Publication date: 21st July 2025
The discussed work deals with the control and characterization of spin degrees of freedom of photo-generated carriers in halide perovskite materials via magnetic doping. The materials under consideration, CsPbBr3 and PEA2PbI4, include the diluted concentration of Ni2+ or Mn2+ ions at a metal substitution position. Magnetic doping was implemented extensively in colloidal quantum dots, but with a limited way in the perovskite semiconductors, wherein the latter possesses other significant properties (e.g., dopant-carrier spin-exchange interactions, a large g-factor and extension of spin relaxation time).
Our work reports a thorough investigation of spin degrees of freedom in the mentioned materials, monitored by magneto-photoluminescence and optically detected magnetic resonance (ODMR) spectroscopies, which provide a significant information on exact location of host carriers and dopants, as well as examine interactions between them.
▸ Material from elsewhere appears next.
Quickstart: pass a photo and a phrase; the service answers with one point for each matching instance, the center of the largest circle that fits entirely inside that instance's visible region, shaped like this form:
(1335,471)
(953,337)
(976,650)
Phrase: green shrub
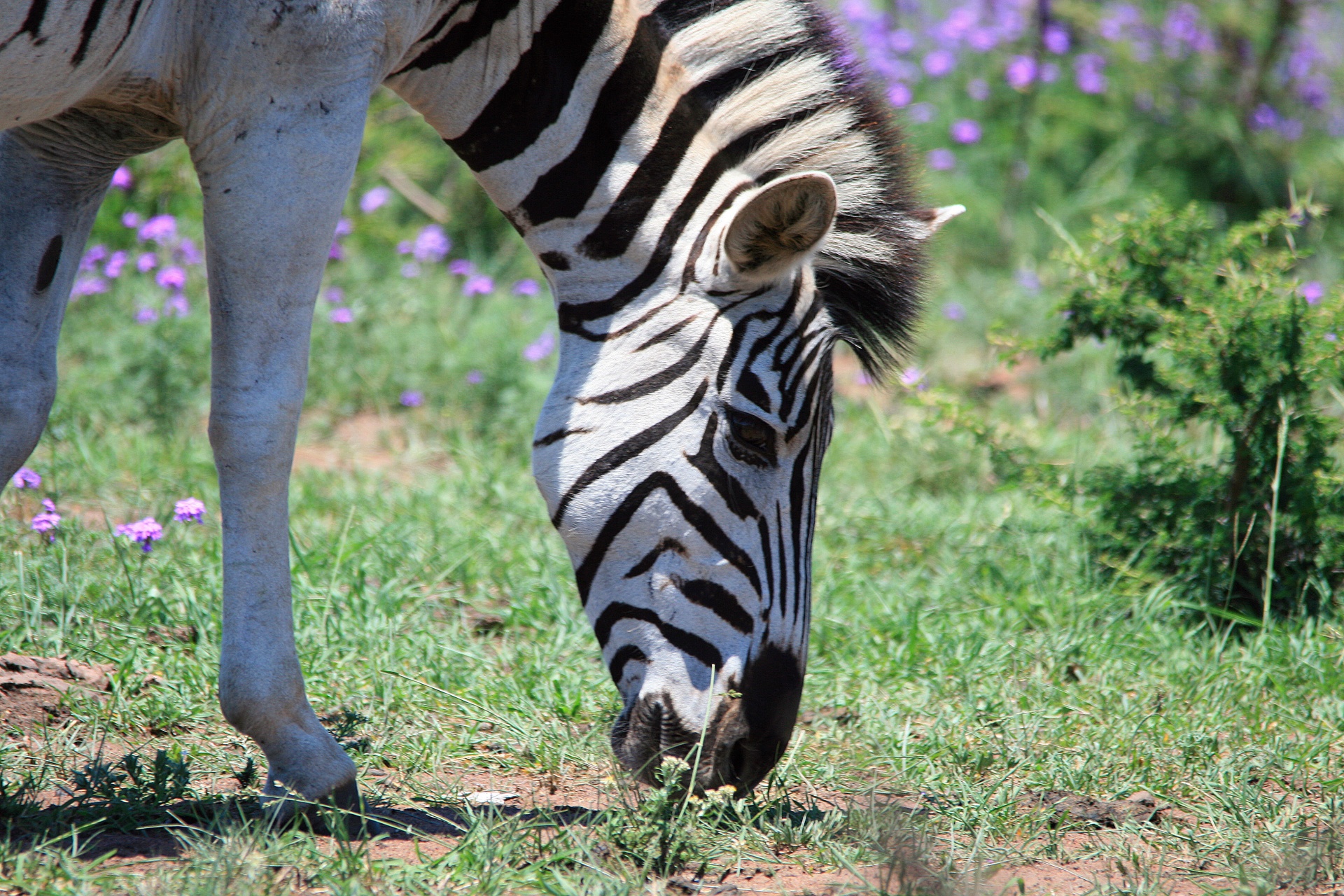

specifically, one project focused on a thorough investigation of the influence of Ni2+ dopants on the optical and magneto-optical properties of CsPbBr3 nano-cubes. The study implemented methodologies that are applied to halide perovskites for the first time, like steady-state and transient optically detected magnetic resonance (ODMR) spectroscopy, leading to significant advances that address long-standing debates in this field: (a) A direct identification of defect centers, in conflict with the widely assumed defect-free behavior of halide perovskites; (b) Direct observation of spin-exchange interactions between dopant unpaired electrons and photo-generated carriers, which has not been resolved previously. The extracted physical parameters from the ODMR experiments included: g-factors and their anisotropy, spin exchange interactions, angular momentum, carrier-dopant coupling constants, radiative and spin-lattice relaxation times. A second project focused on the influence of Mn2+ dopants in 2D MA2PbI4 and PEA2PbI4 single crystals, implementing the mentioned magneto-optically spectroscopies, focusing on the added values of the dopant to the so-called Rashba effect (an ongoing project).
The spin properties mentioned here undoubtedly can play an important role in the development of new spin-based technologies.